Ninth Circuit Asks CA Supreme Court for Clarification of State Law “Standing” Issue in Marriage Equality Case

Yesterday, in Perry v. Schwarzenegger, the historic marriage equality case pending before the U.S. Court of Appeals for the Ninth Circuit, the court certified a question of state law to the California Supreme Court, effectively putting the federal appeal on hold for now.  This action by the Ninth Circuit was not a surprise.

As we explained in our post-argument analysis, here, one issue before the Court of Appeals in Perry is whether the proponents of Proposition 8, the ballot measure that amended the California Constitution to prohibit same-sex couples from marrying, have standing to appeal (that is, the right to appeal)  the district court’s ruling that Prop 8 violates the U.S. Constitution, since the state declined to defend Prop 8 and did not appeal the lower court’s ruling.  At oral argument on December 6, 2010, the three judges on the Ninth Circuit panel expressed concern that resolution of the issue of standing depends on an open question of California law, namely, the right of the proponents of a ballot measure to defend the measure’s constitutionality when the state will not do so.  The judges indicated they might certify that question to the California Supreme Court, a not uncommon procedure when the determination of a federal matter turns upon an open question of state law.  Accordingly, the Ninth Circuit yesterday certified the following question to the California Supreme Court:

Whether under Article II, Section 8 of the California Constitution, or otherwise under California law, the official proponents of an initiative measure possess either a particularized interest in the initiative’s validity or the authority to assert the State’s interest in the initiative’s validity, which would enable them to defend the constitutionality of the initiative upon its adoption or appeal a judgment invalidating the initiative, when the public officials charged with that duty refuse to do so.

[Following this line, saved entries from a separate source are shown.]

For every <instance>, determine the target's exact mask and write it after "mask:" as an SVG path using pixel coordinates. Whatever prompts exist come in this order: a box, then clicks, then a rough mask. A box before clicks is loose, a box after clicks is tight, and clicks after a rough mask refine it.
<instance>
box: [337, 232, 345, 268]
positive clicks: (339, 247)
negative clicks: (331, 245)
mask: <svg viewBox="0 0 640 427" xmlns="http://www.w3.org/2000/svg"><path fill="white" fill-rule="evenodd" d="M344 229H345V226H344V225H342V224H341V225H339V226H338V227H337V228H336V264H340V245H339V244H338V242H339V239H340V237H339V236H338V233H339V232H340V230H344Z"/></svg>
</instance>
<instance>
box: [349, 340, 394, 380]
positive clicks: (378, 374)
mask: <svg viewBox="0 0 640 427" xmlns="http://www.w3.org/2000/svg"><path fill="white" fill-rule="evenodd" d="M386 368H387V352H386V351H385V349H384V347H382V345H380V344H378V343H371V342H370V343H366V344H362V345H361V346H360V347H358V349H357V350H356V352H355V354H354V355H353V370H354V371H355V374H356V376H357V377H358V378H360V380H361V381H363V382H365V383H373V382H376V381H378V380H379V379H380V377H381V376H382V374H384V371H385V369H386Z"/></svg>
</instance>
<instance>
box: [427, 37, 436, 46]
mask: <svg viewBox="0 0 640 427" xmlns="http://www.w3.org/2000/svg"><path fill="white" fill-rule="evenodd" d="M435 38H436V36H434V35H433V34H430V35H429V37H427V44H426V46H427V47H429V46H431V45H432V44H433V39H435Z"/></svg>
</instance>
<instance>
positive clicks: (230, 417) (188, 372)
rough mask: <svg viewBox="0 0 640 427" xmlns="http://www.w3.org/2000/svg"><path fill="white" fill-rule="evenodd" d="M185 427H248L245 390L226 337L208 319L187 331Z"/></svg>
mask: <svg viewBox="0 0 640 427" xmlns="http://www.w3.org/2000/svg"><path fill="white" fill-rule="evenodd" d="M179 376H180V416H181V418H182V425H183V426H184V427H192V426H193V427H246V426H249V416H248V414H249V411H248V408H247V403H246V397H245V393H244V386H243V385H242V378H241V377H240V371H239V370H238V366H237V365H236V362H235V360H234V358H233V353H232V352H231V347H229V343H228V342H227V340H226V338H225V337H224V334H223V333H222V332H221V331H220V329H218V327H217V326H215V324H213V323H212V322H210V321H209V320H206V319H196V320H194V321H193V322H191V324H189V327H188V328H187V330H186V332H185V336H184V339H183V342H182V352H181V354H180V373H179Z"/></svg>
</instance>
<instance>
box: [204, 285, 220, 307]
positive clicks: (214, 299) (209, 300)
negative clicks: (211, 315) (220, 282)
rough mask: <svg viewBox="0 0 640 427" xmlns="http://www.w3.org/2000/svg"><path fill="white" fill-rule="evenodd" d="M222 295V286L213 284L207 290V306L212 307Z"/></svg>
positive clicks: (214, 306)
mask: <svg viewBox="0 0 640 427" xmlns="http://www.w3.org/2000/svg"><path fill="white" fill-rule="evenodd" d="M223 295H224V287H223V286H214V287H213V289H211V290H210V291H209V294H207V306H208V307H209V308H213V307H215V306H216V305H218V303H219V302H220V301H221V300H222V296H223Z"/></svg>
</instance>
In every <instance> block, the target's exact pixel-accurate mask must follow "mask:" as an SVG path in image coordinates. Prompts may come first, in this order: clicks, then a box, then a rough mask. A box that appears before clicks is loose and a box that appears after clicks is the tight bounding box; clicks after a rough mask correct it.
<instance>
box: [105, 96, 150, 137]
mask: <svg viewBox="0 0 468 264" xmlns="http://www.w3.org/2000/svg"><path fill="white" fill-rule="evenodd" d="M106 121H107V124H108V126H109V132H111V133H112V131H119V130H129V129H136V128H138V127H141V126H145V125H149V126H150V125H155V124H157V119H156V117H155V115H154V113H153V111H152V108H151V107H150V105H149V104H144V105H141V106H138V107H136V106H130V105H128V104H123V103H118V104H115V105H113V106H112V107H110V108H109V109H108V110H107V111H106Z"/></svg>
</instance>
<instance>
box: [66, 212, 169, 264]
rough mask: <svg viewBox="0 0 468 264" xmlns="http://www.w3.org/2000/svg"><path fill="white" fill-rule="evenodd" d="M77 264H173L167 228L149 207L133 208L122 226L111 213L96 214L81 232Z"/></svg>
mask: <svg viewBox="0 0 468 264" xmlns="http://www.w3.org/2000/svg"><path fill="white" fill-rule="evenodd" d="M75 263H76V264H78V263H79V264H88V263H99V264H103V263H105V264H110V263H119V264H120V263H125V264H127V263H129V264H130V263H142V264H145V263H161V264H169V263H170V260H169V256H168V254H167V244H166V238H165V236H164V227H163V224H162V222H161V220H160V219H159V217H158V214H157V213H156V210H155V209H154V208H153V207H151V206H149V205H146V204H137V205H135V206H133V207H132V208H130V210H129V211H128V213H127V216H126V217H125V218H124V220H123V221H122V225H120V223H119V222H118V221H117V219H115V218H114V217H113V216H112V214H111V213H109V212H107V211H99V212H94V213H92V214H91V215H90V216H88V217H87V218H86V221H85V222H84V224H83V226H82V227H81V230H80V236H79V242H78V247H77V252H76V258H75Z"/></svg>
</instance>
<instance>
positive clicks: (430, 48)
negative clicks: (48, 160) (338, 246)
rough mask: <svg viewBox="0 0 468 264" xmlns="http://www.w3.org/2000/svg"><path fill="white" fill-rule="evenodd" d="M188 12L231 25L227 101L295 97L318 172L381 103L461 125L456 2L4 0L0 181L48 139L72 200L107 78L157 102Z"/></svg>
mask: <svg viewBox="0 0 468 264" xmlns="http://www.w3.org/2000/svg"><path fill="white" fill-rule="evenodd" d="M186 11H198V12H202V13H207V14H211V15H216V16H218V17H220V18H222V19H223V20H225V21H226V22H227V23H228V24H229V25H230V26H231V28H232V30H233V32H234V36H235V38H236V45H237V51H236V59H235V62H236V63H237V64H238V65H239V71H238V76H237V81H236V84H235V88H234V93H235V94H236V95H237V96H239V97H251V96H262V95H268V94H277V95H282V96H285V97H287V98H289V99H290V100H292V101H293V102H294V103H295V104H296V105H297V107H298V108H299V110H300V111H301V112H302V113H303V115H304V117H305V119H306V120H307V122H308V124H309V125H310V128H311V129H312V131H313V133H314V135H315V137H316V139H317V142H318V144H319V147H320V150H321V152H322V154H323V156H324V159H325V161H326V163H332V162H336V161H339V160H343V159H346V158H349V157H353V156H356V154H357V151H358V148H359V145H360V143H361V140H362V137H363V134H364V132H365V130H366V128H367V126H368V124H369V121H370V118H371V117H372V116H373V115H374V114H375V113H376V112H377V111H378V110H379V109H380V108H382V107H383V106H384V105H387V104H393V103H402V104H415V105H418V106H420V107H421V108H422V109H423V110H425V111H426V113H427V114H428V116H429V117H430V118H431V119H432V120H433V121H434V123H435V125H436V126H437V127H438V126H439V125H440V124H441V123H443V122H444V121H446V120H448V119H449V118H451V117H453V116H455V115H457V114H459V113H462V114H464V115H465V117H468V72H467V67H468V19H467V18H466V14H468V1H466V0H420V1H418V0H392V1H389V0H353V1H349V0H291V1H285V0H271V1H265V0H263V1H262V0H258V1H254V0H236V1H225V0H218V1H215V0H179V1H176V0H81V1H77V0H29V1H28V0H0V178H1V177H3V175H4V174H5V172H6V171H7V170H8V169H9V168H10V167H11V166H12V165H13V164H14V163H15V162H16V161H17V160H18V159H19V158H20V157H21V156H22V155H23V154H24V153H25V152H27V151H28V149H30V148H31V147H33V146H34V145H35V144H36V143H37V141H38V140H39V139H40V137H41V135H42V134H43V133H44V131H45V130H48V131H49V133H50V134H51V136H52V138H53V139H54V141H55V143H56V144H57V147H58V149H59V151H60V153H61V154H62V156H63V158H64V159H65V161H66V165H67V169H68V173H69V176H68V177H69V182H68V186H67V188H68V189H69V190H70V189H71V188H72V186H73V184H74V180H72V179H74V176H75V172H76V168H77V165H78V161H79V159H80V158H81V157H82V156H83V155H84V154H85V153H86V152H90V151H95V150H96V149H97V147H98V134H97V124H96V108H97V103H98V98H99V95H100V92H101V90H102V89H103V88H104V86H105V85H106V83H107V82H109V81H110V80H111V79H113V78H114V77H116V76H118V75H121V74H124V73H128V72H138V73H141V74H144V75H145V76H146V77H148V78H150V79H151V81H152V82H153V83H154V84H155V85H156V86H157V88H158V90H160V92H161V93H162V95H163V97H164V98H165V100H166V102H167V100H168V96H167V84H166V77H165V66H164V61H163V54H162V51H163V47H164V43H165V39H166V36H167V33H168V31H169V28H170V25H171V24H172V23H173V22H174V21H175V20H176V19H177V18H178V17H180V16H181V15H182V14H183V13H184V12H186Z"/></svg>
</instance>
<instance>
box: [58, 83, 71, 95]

CAC filed a brief in this case urging the Ninth Circuit to affirm the district court’s ruling that Prop 8 is unconstitutional.  We have taken no position on the issue of standing.   However, we do hope that the California Supreme Court will follow the Ninth Circuit’s lead in acting expeditiously, as with each passing day, gay men and lesbians in California continue to be denied their constitutional right to marry the person of their choice.